Rousseau, Demokrasi, Aristokrasi, Monarşi ve Cumhuriyet olmak üzere dört tür yönetim tarzı üzerinde durmaktadır. Demokrasi, egemen varlık yönetim görevini bütün halka, ya da halkın büyük bir bölüğüne bırakmasıdır. Öyle ki yönetici yurttaşların sayısı öbür yurttaşların sayısını aşmaktadır (Rousseau 1974, 86). Demokrasi o kadar iyi bir yönetim ki ancak tanrılar ulusu olsaydı, demokrasi ile yönetilirdi. Böylesine olgun bir yönetim insanların harcı değildir (Rousseau 1974, 91). Bu nedenle, kelimenin tam anlamıyla, gerçek demokrasi hiçbir zaman varolmamıştır ve olamayacaktır (Rousseau 1974, 89). Öte yandan hiçbir yönetim, demokrasi kadar iç savaş ve karışıklıklara elverişli değildir (Rousseau 1974, 90). Aristokrasi, egemen varlığın yönetim işini bir azınlığın eline bırakmasıyla gerçekleşmektedir. Öyle ki, yurttaş sayısı yönetici sayısından çok olduğunda bu tür yönetim aristokrasidir (Rousseau 1974, 86-87). Monarşi, egemen varlığın, yönetimi tek bir yöneticinin eline bırakması ve bütün diğer görevliler yetkilerini ondan almalarıdır. Yaygın olan bu yönetim biçimine monarşi ya da krallık denmektedir (Rousseau 1974, 87). Cumhuriyet, halkın yararına ve halk iradesiyle yapılan yasa anlayışıyla yönetilen devlet yönetimine denmektedir (Rousseau 1999, 49). Yasayla yönetilen her devlet Cumhuriyettir. Çünkü o zaman yalnız işleri yöneten halkın yararıdır ve halk da önemli bir varlıktır. Her meşru hükümet cumhuriyetçidir (Rousseau 1974, 54) Cumhuriyet yönetiminde halkoyu hemen her zaman yalnız aydın ve yetenekli kişileri yüksek görevlere getirirler ve bunlar görevlerini şerefle yaparlar (Rousseau 1974, 97). Rousseau’nun açıkladığı yönetim tarzları Batılı toplumların tarihlerinde yer alan örneklerdir. Batılı sınıflı toplumların şehir devletleri bağlamında geliştirdikleri yönetim tarzlarının sınırlarını çizip içeriklerini belirlemek oldukça zordur. Aristokrasi ile monarşi, demokrasi ile cumhuriyet arasındaki farklar ile ortaklıklar üzerinde durulmamaktadır. Yönetim tarzı ne olursa olsun iktisadi eşitsizlik temelde bulunmaktadır. Buna karşı çıkan sadece sosyalizm olmuştur. Siyasal sistem olmadan bir toplumun nasıl yönetilebileceği üzerinde durulmamaktadır.

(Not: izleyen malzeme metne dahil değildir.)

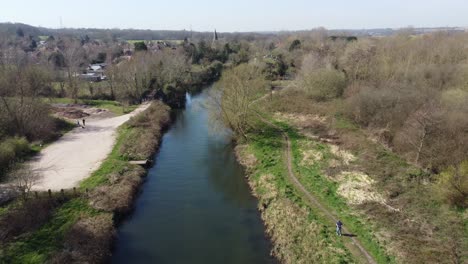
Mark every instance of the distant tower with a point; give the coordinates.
(215, 36)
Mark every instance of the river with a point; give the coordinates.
(195, 206)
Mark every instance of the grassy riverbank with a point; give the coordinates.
(390, 204)
(79, 226)
(298, 232)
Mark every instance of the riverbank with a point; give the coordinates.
(296, 230)
(79, 225)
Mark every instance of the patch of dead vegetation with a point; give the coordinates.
(88, 241)
(344, 156)
(357, 188)
(310, 155)
(302, 121)
(245, 158)
(118, 196)
(25, 218)
(295, 238)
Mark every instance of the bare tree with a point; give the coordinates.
(74, 55)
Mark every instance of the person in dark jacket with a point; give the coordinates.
(338, 227)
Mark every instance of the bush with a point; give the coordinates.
(323, 84)
(453, 184)
(11, 150)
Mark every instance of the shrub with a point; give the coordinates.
(323, 84)
(11, 150)
(453, 184)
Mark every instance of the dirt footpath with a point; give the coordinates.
(77, 154)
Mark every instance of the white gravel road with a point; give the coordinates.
(72, 158)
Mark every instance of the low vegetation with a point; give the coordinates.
(78, 225)
(378, 132)
(298, 232)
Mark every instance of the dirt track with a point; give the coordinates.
(352, 243)
(76, 155)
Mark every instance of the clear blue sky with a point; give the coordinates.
(237, 15)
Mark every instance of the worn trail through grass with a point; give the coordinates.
(353, 244)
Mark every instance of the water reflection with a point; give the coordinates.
(195, 206)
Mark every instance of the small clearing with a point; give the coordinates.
(72, 158)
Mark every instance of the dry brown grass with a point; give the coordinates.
(411, 220)
(88, 241)
(118, 196)
(296, 239)
(27, 216)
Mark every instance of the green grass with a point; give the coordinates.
(175, 41)
(114, 163)
(326, 190)
(267, 147)
(113, 106)
(36, 247)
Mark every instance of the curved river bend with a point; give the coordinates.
(195, 206)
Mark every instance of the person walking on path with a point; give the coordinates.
(338, 227)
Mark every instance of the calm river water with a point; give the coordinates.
(195, 206)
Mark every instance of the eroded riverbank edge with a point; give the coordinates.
(113, 188)
(79, 225)
(296, 233)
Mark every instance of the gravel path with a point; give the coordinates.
(72, 158)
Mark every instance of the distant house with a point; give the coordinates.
(94, 73)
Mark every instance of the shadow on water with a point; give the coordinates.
(195, 206)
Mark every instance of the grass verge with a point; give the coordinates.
(113, 106)
(298, 232)
(80, 229)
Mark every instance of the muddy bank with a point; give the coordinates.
(110, 192)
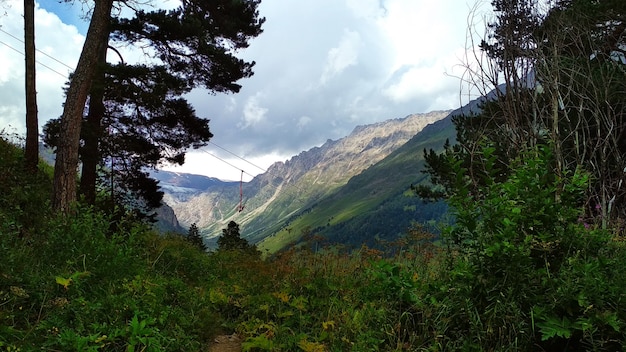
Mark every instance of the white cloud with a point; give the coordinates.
(303, 121)
(342, 56)
(322, 67)
(60, 42)
(253, 113)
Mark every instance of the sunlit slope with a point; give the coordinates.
(373, 204)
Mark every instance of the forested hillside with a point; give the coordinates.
(533, 261)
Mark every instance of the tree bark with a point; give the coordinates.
(92, 133)
(65, 167)
(32, 126)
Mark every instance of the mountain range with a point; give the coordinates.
(353, 191)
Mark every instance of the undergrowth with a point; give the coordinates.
(517, 271)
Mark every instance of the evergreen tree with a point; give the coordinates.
(231, 240)
(193, 236)
(565, 90)
(136, 117)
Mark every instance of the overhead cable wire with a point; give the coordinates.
(39, 62)
(50, 56)
(226, 162)
(237, 156)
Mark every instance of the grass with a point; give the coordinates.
(98, 282)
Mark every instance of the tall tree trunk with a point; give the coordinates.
(32, 126)
(93, 132)
(65, 167)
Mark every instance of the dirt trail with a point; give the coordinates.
(226, 343)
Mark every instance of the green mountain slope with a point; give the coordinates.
(374, 204)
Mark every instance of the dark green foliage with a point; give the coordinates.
(193, 236)
(516, 250)
(231, 240)
(137, 119)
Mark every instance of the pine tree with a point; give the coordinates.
(194, 46)
(193, 236)
(231, 241)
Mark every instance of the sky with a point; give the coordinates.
(322, 68)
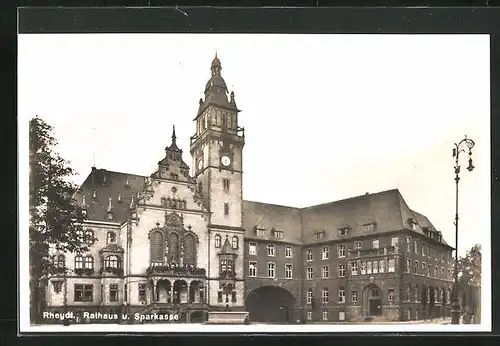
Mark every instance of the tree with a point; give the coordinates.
(55, 218)
(469, 281)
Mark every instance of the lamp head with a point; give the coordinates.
(471, 166)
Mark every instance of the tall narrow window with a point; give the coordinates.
(78, 262)
(156, 247)
(217, 240)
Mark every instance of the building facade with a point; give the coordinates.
(184, 242)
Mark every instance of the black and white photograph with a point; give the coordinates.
(254, 183)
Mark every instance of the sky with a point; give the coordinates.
(326, 117)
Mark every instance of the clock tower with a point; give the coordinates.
(216, 149)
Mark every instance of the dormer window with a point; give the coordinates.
(278, 234)
(413, 224)
(343, 232)
(319, 235)
(369, 227)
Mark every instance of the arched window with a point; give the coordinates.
(110, 238)
(173, 252)
(156, 250)
(59, 261)
(190, 250)
(78, 262)
(89, 262)
(89, 236)
(111, 262)
(217, 240)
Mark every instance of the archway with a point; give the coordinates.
(372, 300)
(270, 304)
(197, 317)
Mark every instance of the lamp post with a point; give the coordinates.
(464, 146)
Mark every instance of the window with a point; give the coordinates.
(341, 315)
(142, 293)
(319, 235)
(270, 249)
(325, 315)
(309, 255)
(354, 268)
(324, 295)
(226, 184)
(382, 266)
(89, 262)
(342, 270)
(78, 262)
(89, 236)
(392, 265)
(341, 250)
(59, 261)
(252, 248)
(113, 293)
(309, 296)
(309, 273)
(271, 270)
(390, 294)
(252, 269)
(369, 227)
(354, 296)
(325, 253)
(325, 272)
(278, 234)
(111, 262)
(84, 293)
(342, 296)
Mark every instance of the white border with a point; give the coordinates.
(23, 301)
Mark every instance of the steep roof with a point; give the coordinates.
(120, 187)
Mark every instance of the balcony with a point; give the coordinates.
(388, 250)
(112, 271)
(176, 271)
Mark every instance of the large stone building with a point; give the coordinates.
(187, 243)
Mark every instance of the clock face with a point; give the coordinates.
(226, 161)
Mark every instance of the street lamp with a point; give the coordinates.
(464, 146)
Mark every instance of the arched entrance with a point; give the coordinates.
(372, 300)
(270, 304)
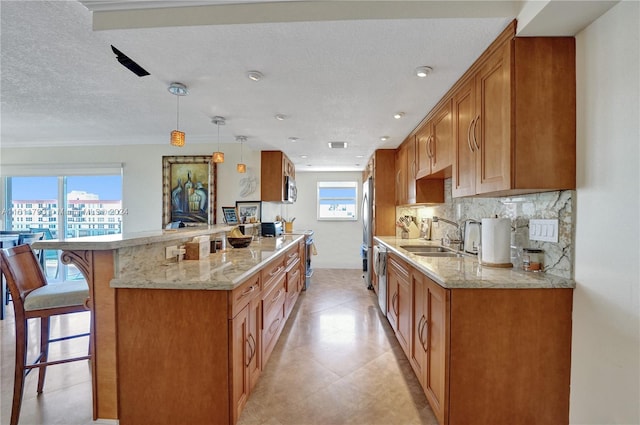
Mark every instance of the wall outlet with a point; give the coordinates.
(171, 251)
(543, 230)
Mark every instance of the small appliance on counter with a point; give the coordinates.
(472, 236)
(271, 228)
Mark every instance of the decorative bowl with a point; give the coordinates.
(239, 242)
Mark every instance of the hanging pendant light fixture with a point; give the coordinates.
(218, 157)
(177, 136)
(241, 167)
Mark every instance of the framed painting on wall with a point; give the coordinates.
(230, 215)
(249, 211)
(188, 190)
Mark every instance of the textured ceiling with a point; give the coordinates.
(334, 79)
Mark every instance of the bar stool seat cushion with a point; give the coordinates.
(54, 295)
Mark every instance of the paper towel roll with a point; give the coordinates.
(496, 242)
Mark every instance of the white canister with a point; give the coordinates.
(496, 242)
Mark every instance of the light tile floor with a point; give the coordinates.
(337, 362)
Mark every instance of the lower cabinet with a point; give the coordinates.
(489, 355)
(245, 347)
(193, 356)
(399, 300)
(430, 338)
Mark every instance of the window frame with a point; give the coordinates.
(325, 184)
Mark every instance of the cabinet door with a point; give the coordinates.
(423, 160)
(418, 343)
(464, 166)
(436, 335)
(241, 357)
(411, 169)
(441, 143)
(401, 175)
(491, 132)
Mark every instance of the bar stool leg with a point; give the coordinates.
(18, 378)
(44, 350)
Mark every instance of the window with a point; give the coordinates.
(32, 195)
(337, 200)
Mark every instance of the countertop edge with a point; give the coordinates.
(466, 272)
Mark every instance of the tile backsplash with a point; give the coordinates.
(558, 257)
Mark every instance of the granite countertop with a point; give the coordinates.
(222, 270)
(466, 272)
(128, 239)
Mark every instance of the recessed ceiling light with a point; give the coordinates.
(255, 75)
(423, 71)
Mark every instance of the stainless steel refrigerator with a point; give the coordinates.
(367, 231)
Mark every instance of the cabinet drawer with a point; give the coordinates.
(272, 301)
(291, 257)
(243, 294)
(271, 273)
(273, 318)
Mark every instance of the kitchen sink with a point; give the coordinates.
(424, 248)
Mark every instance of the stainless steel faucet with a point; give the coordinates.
(446, 241)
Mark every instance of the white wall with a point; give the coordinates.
(337, 242)
(142, 192)
(605, 370)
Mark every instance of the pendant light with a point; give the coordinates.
(177, 136)
(218, 157)
(241, 167)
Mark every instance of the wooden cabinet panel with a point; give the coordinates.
(436, 334)
(434, 144)
(274, 167)
(399, 300)
(514, 119)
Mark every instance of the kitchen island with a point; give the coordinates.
(488, 345)
(119, 268)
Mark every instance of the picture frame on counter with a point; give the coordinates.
(230, 215)
(189, 190)
(249, 211)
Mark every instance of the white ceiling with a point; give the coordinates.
(337, 70)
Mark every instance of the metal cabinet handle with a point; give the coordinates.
(393, 303)
(475, 141)
(469, 134)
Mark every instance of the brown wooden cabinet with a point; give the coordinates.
(409, 190)
(514, 118)
(399, 300)
(430, 337)
(434, 144)
(245, 348)
(490, 356)
(275, 166)
(384, 193)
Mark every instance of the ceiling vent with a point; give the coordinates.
(128, 63)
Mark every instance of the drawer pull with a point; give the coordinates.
(276, 271)
(247, 291)
(275, 322)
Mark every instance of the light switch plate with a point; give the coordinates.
(545, 230)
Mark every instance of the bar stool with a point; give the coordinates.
(34, 298)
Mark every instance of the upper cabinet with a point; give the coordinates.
(408, 189)
(514, 119)
(275, 167)
(434, 144)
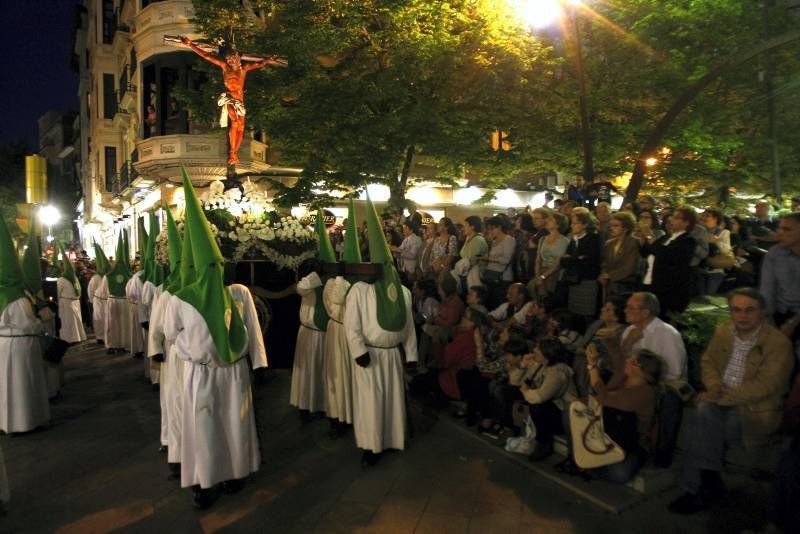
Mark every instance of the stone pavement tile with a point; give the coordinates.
(499, 523)
(453, 500)
(347, 516)
(432, 523)
(397, 514)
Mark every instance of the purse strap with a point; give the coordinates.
(594, 420)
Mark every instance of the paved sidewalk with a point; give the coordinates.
(97, 469)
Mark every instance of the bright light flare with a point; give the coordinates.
(49, 215)
(537, 13)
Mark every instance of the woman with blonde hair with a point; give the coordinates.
(620, 264)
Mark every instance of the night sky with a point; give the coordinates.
(35, 73)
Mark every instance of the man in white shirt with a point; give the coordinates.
(647, 331)
(514, 310)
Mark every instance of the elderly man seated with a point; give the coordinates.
(746, 370)
(514, 310)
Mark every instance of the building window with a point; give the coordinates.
(109, 22)
(109, 97)
(110, 167)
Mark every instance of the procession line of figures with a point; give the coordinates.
(201, 339)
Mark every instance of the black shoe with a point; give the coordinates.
(687, 504)
(204, 498)
(541, 452)
(369, 459)
(233, 486)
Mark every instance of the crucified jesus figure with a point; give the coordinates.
(232, 101)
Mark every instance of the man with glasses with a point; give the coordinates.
(647, 331)
(746, 370)
(780, 276)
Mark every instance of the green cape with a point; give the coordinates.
(153, 271)
(388, 289)
(12, 283)
(102, 265)
(326, 255)
(68, 271)
(173, 281)
(118, 276)
(208, 294)
(141, 242)
(32, 264)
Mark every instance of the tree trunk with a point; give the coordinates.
(650, 146)
(397, 190)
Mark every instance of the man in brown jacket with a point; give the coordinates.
(746, 370)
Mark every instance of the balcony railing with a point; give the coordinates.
(122, 180)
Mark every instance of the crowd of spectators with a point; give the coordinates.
(520, 315)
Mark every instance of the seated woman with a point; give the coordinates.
(548, 391)
(629, 402)
(458, 354)
(605, 333)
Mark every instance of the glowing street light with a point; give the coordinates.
(49, 216)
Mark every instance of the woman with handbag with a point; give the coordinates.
(548, 258)
(628, 404)
(620, 263)
(547, 394)
(582, 265)
(719, 240)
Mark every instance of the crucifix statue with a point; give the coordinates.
(233, 75)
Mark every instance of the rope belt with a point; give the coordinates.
(378, 347)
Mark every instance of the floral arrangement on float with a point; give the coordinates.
(247, 227)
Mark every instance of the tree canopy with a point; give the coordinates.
(376, 85)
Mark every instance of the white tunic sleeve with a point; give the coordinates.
(255, 341)
(155, 337)
(308, 284)
(352, 320)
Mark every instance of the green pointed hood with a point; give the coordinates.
(173, 282)
(102, 265)
(32, 264)
(141, 242)
(352, 249)
(12, 284)
(388, 290)
(187, 273)
(153, 272)
(208, 294)
(119, 275)
(68, 271)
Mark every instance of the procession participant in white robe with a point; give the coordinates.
(152, 283)
(23, 389)
(118, 323)
(159, 349)
(99, 311)
(69, 303)
(32, 275)
(308, 372)
(219, 443)
(377, 320)
(338, 363)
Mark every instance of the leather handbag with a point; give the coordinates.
(591, 446)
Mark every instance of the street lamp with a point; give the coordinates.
(49, 216)
(542, 13)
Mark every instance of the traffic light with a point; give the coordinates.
(500, 141)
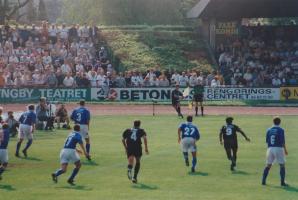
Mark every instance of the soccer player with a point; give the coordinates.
(26, 130)
(198, 97)
(81, 116)
(190, 135)
(133, 147)
(69, 154)
(176, 97)
(4, 139)
(277, 150)
(228, 133)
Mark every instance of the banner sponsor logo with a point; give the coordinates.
(242, 93)
(164, 94)
(29, 95)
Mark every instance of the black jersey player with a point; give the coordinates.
(176, 97)
(228, 137)
(198, 97)
(132, 141)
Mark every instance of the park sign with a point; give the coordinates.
(20, 95)
(227, 28)
(164, 94)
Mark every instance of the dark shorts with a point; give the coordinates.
(198, 98)
(231, 145)
(136, 152)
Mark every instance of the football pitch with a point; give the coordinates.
(163, 174)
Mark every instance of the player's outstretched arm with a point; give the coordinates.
(243, 134)
(146, 144)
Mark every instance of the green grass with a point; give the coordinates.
(163, 174)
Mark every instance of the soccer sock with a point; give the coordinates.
(28, 144)
(194, 162)
(18, 147)
(88, 148)
(282, 174)
(265, 174)
(59, 172)
(74, 173)
(137, 169)
(1, 170)
(185, 155)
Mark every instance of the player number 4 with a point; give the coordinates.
(134, 135)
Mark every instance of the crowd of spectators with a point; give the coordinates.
(54, 56)
(261, 56)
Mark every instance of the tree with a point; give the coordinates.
(42, 11)
(8, 8)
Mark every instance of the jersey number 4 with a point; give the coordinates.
(134, 135)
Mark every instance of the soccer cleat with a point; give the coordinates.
(129, 174)
(88, 157)
(284, 184)
(134, 180)
(71, 182)
(25, 153)
(187, 162)
(54, 178)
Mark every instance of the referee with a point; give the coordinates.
(198, 97)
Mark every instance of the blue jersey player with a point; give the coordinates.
(276, 151)
(81, 116)
(4, 139)
(27, 127)
(69, 154)
(188, 135)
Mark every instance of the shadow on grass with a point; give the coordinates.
(76, 187)
(198, 174)
(31, 159)
(239, 172)
(144, 186)
(90, 163)
(7, 187)
(288, 189)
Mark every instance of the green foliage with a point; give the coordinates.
(170, 50)
(122, 12)
(163, 175)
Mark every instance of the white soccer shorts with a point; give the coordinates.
(69, 156)
(275, 154)
(84, 132)
(188, 144)
(25, 131)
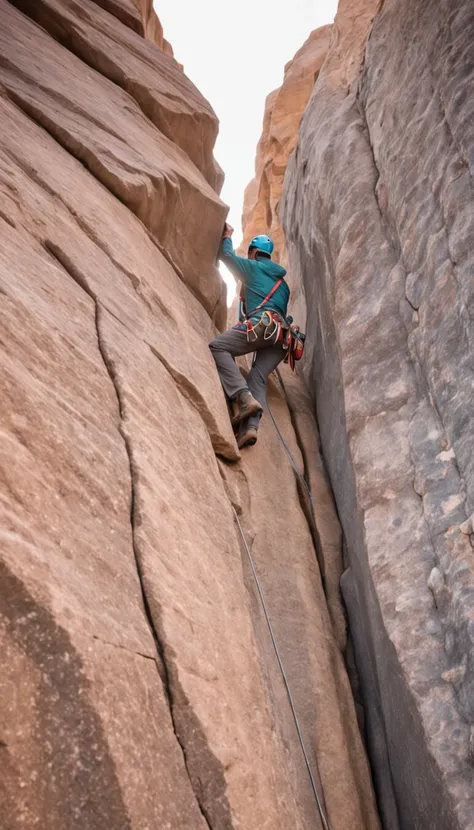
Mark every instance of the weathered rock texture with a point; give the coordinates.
(138, 688)
(377, 210)
(284, 108)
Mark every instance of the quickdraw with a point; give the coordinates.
(273, 327)
(294, 343)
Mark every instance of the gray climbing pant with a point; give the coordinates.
(233, 343)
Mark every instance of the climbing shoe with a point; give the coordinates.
(243, 406)
(247, 438)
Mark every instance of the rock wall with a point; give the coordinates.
(138, 686)
(284, 108)
(377, 211)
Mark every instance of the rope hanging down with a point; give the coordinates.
(283, 673)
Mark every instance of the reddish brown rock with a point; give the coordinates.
(283, 110)
(137, 685)
(377, 211)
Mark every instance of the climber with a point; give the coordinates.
(260, 329)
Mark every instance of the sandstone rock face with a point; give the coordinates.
(377, 211)
(138, 686)
(283, 110)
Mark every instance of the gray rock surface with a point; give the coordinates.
(377, 210)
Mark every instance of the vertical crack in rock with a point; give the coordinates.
(303, 488)
(160, 662)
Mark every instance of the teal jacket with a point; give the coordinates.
(258, 278)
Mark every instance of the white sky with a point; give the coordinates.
(235, 53)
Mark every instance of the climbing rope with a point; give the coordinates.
(283, 673)
(270, 627)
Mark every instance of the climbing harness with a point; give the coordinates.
(321, 810)
(302, 479)
(276, 328)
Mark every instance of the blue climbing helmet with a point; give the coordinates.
(262, 243)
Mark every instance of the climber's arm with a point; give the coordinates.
(239, 267)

Modern siyaset düşüncesinde öne çıkarılan özgürlük (serbestlik) vurgusu eşitsizliği gölgede bırakarak sömürgeciliği amaçlaştırmaktadır. Öyle ki, özgürlükler arttıkça gelir dağılımı uçurumu da derinleşmektedir. İnsanın temel niteliklerinden biri olan özgürlük, iktisadi ve siyasi imkanları bu imkanlara sahip olmayanları ezecek şekilde kullanılması olarak algılanmış ve uygulanmıştır.
***
Siyaset felsefesi bağlamında ortaya çıkan siyasi düşünceler modern dönemin siyaset anlayışında etkili olmuşlardır. Felsefenin çıkış değeri olan şüphe yeterince kullanılmamıştır. Düşünürler, üzerinde durdukları konularda, bilgi eksikliklerini hesaba katmadan genellemeler yapmışlardır. Genellemeler belli bir tutarlılık içermekle birlikte şüphe ve eleştiri felsefi gereklilikler ölçüsünde olduğu söylenemez. Toplumsal sorunların başta gelen kaynaklarından biri olan iktisadi eşitsizlik konusunda, Sosyalist gelenek dışında, genel bir sessizlik vardır. İktisadi eşitsizlikle, hukuki eşitlik (kanun önünde eşitlik) arasındaki ilişkiler iktisat tarafından yönlendirilmesine felsefi karşı çıkış zayıf kalmaktadır. Siyasetçi modeli geliştirilememiş genellikle tarihsel olanla ilgili çeşitlemeler yapılmıştır. Yöneticileri yargılayacak düşünceler ve yargı modelleri üretilememiştir. İdeolojileştirilen siyasal sistemler beklenilen kurtuluşu insanlara veremedikleri gibi, insanlığa, insanlık tarihinin en kötü yüzyıllarından birini yaşatmışlardır. Aynı yüzyıl, bazı insanlar için, her türlü isteğin en kolay karşılandığı, en rahat yaşandığı bir dönemdir. Modern dönemin Batılı düşünürleri kendi toplumsal yapılarındaki olumlu değişikliklerle yetinmiş ve ilerleme anlayışının yarattığı etkiyle güler yüzlü bir dünya tasavvurunu paylaşmışlardır. Batı dışı olan dünyanın üzerinde fazlaca bir kafa yormamışlardır.
***
Bilgelik ve felsefede önceki dönemlerde ortaya çıkmış siyaset düşüncelerinin günümüz sorunlarını anlamak için yardımcı olurlar; ancak sorunların çözümüne katkıları çok sınırlıdırlar. Siyaset düşüncesinde sorun tipleri aynı olmakla birlikte sorunların içerikleri çok değişmiş ve karmaşıklaşmıştır. Söz konusu sorunların çözümlerinin teorik temellendirilmeleri yine bilgelik ve felsefe tarzlarında yapılacaklardır. Bilgelik yöntem olarak felsefeyi kullanarak sorunları tartışmalı, felsefe de bilgelikte içkin olan ahlaklılığı siyasetin temel amacı olarak benimsemelidir. Kant’ın belirttiği gibi, siyaset ahlakın önünde saygıyla eğilmelidir (Kant 1960, 49).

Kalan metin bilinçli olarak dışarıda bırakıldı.